Nearly two-thirds of overdose deaths in British Columbia in 2023 came after smoking illicit drugs, yet only 40 per cent of supervised consumption sites in the province offer a safe place to smoke, often outdoors, in a tent.

The centre has been running a supervised injection site for years which sees more than a thousand people monthly and last month resuscitated five people who were overdosing.

The new facilities offer indoor, individual, negative-pressure rooms that allow fresh air to circulate and can clear out smoke in 30 to 60 seconds while users are monitored by trained nurses.

Advocates calling for more supervised inhalation sites have previously said the rules for setting up sites are overly complicated at a time when the province is facing an overdose crisis.

More than 15,000 people have died of overdoses since the public health emergency was declared in B.C. in April 2016.

Kate Salters, a senior researcher at the centre, said they worked with mechanical and chemical engineers to make sure the site is up to code and abidies by the highest standard of occupational health and safety.

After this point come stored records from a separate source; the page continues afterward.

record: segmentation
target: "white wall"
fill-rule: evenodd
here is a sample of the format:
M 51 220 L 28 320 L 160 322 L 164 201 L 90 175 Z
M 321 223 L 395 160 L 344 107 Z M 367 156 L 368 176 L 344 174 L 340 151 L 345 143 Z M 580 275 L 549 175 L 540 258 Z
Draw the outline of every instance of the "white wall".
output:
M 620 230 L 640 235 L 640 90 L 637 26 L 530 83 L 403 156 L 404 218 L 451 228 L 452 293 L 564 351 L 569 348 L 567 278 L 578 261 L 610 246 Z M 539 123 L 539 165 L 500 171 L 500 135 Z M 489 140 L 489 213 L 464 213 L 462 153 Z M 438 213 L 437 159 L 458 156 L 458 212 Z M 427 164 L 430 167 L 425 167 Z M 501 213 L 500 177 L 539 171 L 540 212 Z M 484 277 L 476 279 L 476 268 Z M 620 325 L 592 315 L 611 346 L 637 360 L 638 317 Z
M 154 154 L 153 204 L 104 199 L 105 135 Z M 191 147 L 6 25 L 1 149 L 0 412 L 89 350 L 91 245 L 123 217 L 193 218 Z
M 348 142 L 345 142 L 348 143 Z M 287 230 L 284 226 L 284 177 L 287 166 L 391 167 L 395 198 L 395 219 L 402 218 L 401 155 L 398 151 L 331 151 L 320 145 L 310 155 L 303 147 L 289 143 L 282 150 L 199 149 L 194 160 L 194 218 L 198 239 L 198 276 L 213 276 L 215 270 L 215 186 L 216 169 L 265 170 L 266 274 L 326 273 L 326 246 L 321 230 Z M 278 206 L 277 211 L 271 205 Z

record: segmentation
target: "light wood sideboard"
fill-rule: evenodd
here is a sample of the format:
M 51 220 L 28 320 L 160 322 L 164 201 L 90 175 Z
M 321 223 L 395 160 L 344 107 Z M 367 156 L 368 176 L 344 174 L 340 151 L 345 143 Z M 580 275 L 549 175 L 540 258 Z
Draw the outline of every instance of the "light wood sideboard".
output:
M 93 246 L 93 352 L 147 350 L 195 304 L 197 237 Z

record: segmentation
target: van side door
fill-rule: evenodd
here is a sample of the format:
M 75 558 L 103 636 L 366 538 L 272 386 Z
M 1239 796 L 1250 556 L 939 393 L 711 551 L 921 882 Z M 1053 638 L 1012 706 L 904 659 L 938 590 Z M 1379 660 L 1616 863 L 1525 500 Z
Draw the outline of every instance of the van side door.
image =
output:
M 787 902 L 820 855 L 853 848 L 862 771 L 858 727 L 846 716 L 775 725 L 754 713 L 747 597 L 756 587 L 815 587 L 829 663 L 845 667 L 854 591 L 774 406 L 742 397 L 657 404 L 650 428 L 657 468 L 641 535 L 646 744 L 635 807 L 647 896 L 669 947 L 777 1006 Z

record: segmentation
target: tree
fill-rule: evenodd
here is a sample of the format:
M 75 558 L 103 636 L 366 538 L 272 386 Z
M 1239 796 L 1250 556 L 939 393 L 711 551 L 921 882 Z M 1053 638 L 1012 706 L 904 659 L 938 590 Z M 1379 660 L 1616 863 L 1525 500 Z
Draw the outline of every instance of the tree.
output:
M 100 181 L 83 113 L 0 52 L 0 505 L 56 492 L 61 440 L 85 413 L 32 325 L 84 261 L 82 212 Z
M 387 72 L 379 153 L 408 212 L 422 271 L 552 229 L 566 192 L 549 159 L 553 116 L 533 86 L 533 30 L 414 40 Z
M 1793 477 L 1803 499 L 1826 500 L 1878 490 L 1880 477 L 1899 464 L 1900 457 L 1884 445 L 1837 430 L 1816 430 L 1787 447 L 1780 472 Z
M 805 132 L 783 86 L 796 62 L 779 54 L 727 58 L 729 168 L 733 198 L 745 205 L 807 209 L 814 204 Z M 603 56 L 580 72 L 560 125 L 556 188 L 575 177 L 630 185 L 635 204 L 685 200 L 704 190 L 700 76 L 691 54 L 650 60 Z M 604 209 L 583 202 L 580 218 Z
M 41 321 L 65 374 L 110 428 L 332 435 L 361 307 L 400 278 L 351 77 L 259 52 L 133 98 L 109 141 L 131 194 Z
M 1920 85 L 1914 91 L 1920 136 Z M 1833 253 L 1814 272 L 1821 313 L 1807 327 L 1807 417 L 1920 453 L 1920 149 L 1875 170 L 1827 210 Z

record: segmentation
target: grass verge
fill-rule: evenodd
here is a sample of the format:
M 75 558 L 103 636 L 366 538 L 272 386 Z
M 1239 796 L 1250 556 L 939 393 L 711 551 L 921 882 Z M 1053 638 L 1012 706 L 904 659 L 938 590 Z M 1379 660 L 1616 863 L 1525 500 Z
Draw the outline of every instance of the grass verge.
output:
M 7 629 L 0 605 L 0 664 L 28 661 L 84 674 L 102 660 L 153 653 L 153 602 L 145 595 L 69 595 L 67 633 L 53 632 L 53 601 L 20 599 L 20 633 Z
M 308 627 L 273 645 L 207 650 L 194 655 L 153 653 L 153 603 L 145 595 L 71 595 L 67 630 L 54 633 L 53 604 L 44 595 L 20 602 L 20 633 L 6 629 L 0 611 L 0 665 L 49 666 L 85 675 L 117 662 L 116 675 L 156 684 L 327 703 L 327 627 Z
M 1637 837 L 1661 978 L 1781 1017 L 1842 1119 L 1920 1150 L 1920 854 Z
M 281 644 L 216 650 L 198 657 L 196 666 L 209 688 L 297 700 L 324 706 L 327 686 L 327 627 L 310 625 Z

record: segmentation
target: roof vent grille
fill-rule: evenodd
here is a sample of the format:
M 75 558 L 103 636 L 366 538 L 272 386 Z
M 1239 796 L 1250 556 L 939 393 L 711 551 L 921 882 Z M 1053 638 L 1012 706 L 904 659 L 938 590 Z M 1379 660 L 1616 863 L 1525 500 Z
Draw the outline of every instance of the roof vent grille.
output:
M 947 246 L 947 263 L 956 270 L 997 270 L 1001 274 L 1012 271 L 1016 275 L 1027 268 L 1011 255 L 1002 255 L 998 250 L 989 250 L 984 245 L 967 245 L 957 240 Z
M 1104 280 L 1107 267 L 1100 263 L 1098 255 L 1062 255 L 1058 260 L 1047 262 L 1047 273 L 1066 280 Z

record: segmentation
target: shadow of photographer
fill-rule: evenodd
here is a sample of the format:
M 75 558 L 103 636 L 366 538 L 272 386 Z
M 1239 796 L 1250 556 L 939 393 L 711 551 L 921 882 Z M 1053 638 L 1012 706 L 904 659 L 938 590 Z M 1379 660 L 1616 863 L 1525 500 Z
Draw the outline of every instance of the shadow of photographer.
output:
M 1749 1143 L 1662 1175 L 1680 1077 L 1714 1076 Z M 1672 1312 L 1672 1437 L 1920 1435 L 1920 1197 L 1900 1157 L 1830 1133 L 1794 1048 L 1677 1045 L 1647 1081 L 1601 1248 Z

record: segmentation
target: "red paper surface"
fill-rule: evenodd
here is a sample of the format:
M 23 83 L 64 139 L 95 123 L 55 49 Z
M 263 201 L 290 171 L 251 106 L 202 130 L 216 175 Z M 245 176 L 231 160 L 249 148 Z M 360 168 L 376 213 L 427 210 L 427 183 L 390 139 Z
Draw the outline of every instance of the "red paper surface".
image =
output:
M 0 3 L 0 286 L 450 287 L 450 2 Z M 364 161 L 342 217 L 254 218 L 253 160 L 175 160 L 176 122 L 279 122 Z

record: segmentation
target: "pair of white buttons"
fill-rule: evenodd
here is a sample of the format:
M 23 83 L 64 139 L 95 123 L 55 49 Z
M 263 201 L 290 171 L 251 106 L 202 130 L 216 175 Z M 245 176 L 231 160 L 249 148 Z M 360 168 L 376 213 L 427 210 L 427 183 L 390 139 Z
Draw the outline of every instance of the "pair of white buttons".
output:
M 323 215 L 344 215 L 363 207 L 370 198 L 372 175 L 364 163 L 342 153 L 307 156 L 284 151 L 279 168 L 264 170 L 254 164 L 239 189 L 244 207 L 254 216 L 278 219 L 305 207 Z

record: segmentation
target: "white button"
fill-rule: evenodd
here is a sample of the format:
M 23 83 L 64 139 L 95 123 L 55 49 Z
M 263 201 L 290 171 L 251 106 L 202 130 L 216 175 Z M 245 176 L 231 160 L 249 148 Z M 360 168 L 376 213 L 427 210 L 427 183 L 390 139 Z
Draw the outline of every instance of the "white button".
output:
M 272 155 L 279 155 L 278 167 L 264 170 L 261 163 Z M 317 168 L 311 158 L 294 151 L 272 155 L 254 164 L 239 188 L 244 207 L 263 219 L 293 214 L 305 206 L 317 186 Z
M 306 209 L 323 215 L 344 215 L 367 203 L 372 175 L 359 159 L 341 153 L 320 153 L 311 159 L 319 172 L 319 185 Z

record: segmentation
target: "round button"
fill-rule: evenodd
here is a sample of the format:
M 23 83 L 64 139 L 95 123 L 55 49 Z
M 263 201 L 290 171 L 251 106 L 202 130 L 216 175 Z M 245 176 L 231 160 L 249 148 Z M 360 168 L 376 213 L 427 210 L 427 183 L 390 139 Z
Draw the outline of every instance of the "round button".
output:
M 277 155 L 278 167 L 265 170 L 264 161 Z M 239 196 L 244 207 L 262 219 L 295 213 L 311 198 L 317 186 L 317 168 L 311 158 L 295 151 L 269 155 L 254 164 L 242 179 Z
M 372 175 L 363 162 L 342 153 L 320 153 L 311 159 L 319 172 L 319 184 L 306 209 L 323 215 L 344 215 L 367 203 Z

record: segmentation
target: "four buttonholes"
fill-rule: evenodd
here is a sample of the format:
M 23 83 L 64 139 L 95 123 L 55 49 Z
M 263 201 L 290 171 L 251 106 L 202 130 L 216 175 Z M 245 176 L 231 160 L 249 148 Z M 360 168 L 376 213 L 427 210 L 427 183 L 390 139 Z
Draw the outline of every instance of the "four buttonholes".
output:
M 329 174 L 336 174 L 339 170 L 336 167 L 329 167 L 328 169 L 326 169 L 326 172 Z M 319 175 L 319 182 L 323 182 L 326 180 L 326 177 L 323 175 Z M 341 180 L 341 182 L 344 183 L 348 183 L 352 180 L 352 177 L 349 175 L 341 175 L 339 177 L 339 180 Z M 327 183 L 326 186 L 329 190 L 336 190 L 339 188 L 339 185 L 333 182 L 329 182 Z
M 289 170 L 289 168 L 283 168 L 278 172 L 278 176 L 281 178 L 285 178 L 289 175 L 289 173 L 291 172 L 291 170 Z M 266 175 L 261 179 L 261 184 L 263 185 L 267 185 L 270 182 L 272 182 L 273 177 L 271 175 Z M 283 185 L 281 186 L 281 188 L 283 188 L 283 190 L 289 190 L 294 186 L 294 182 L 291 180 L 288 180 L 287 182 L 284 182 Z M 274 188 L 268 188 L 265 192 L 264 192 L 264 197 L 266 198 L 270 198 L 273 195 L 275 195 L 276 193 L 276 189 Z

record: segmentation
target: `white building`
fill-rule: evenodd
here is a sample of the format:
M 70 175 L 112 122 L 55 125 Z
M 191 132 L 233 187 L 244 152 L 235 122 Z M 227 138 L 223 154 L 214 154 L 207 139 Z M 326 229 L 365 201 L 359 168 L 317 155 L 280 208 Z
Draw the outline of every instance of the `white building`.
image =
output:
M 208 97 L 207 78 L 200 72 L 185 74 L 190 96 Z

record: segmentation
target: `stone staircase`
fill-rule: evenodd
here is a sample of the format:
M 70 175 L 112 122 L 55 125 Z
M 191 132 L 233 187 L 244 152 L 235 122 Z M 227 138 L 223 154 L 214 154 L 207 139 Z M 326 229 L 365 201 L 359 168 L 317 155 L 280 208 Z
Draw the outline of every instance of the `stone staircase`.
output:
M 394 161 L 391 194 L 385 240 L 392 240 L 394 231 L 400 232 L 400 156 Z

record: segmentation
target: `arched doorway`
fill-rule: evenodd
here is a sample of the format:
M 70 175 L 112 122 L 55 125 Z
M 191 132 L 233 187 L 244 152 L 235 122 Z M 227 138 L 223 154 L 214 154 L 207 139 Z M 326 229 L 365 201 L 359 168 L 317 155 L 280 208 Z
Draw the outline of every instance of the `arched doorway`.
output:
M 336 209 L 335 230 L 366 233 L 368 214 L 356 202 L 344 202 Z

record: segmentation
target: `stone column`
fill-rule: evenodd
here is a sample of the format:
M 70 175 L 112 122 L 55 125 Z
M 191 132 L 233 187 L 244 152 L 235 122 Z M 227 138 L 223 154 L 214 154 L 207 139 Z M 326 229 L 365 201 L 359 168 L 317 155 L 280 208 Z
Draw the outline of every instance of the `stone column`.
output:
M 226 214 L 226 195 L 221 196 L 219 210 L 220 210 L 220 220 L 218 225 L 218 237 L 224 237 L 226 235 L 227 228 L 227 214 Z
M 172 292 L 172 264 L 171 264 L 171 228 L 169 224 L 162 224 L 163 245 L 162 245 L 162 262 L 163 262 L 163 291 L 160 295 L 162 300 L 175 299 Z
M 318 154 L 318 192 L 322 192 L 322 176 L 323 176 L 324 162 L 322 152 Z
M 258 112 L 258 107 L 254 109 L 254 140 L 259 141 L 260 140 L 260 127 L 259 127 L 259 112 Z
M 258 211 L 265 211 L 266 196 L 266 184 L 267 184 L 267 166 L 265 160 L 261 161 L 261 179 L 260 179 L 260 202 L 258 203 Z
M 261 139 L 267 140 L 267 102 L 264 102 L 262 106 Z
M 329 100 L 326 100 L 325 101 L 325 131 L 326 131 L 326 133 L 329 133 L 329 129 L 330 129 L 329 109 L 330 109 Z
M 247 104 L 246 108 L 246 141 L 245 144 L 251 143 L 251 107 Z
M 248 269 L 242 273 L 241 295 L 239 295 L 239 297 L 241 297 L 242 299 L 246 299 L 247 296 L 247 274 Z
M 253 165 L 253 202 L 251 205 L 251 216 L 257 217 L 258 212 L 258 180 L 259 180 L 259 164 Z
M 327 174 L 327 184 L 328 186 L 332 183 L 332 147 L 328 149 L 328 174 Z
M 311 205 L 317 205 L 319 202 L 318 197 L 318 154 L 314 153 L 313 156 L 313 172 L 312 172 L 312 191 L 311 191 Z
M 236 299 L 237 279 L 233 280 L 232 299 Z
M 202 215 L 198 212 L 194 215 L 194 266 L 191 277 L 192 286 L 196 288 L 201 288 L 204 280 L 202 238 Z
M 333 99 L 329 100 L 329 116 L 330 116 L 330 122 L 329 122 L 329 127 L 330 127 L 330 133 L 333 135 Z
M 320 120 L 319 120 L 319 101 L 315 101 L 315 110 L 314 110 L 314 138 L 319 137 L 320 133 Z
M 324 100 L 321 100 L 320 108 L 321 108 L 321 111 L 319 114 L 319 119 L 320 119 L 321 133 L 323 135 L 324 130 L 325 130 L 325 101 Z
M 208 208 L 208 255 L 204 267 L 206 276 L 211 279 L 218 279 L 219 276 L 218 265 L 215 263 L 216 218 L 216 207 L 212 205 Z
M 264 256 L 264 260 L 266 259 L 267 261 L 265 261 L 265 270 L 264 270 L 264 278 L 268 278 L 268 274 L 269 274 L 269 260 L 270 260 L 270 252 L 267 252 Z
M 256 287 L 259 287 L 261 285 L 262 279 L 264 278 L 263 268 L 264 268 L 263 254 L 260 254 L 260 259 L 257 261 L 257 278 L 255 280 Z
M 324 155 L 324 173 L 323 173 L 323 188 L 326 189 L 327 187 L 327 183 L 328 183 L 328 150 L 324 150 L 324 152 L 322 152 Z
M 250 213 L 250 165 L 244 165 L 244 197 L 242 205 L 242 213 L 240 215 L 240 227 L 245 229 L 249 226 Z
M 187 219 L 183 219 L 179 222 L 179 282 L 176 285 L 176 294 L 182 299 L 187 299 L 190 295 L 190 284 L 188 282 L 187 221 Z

“This is just another tool in our tool box to make sure that we’re offering life-saving services to those who are using drugs,” she said.

Montaner acknowledged the process to get the site up and running took “an inordinate amount of time,” but said the centre worked hard to follow all regulations.

“We feel that doing this right, with appropriate scientific background, in a medically supervised environment, etc, etc, allows us to derive the data that ultimately will be sufficiently convincing for not just our leaders, but also the leaders across the country and across the world, to embrace the strategies that we are trying to develop.” he said.

Montaner said building the facility was possible thanks to a single $4-million donation from a longtime supporter.

Construction finished with less than a week before the launch of the next provincial election campaign and within a year of the next federal election.

Montaner said he is concerned about “some of the things that have been said publicly by some of the political leaders in the province and in the country.”

“We want to bring awareness to the people that this is a serious undertaking. This is a very massive investment, and we need to protect it for the benefit of people who are unfortunately drug dependent.” he said.